São cerca de 2 mil páginas de depoimentos dos irmãos, e as oitivas foram gravadas em vídeo.

SUYNARA OLIVEIRA

- atualizado

O Supremo Tribunal Federal (STF) divulgou nesta sexta-feira (19), o conteúdo das delações premiadas dos empresários e donos do grupo JBS, Joesley e Wesley Batista. São cerca de 2 mil páginas de depoimentos dos irmãos, e as oitivas foram gravadas em vídeo. O ministro Edson Fachin, relator da Operação Lava Jato no STF já homologou as delações.

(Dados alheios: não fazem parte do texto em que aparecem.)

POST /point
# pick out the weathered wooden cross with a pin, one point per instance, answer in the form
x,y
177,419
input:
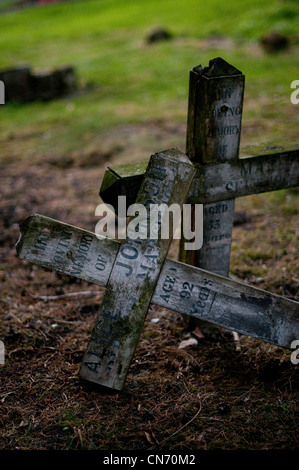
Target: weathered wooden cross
x,y
136,273
212,144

Nessa quinta-feira (18), depois da retirada do sigilo dos depoimentos, o STF divulgou o áudio gravado pelo empresário Joesley Batista em uma reunião com o presidente Michel Temer. A prova faz parte da investigação que foi aberta contra o presidente na Suprema Corte. Os senadores Aécio Neves (PSDB-MG) e Zezé Perrela (PMDB-MG), também foram citados, além de pessoas ligadas a eles, no entanto, essa parte ainda não havia sido divulgada oficialmente.

  • Foto: Zanone Fraissat/Folhapress/ArquivoWesley (dir.) e Joesley Batista, donos da FriboiWesley (dir.) e Joesley Batista, donos da Friboi

A gravação entre Temer e Batista tem duração de cerca de 40 minutos. Os dois conversam sobre o cenário político, os avanços na economia e também citam a situação do ex-deputado Eduardo Cunha (PMDB-RJ), que foi preso na Operação Lava Jato.

Na tarde desta quinta, o presidente Temer fez um pronunciamento, onde afirmou que não renunciaria ao cargo e exigiu uma investigação rápida na denúncia em que é citado, para que seja esclarecida. "Não renunciarei. Repito não renunciarei", afirmou.

Em nota divulgada à imprensa, o Palácio do Planalto informou que o presidente não acreditou na veracidade das declarações de Joesley.

“O presidente Michel Temer não acreditou na veracidade das declarações. O empresário estava sendo objeto de inquérito e por isso parecia contar vantagem. O presidente não poderia crer que um juiz e um membro do Ministério Público estivessem sendo cooptados”, disse a assessoria do Palácio do Planalto, em nota. A expectativa do governo é que o STF investigue e arquive o inquérito”, diz a nota.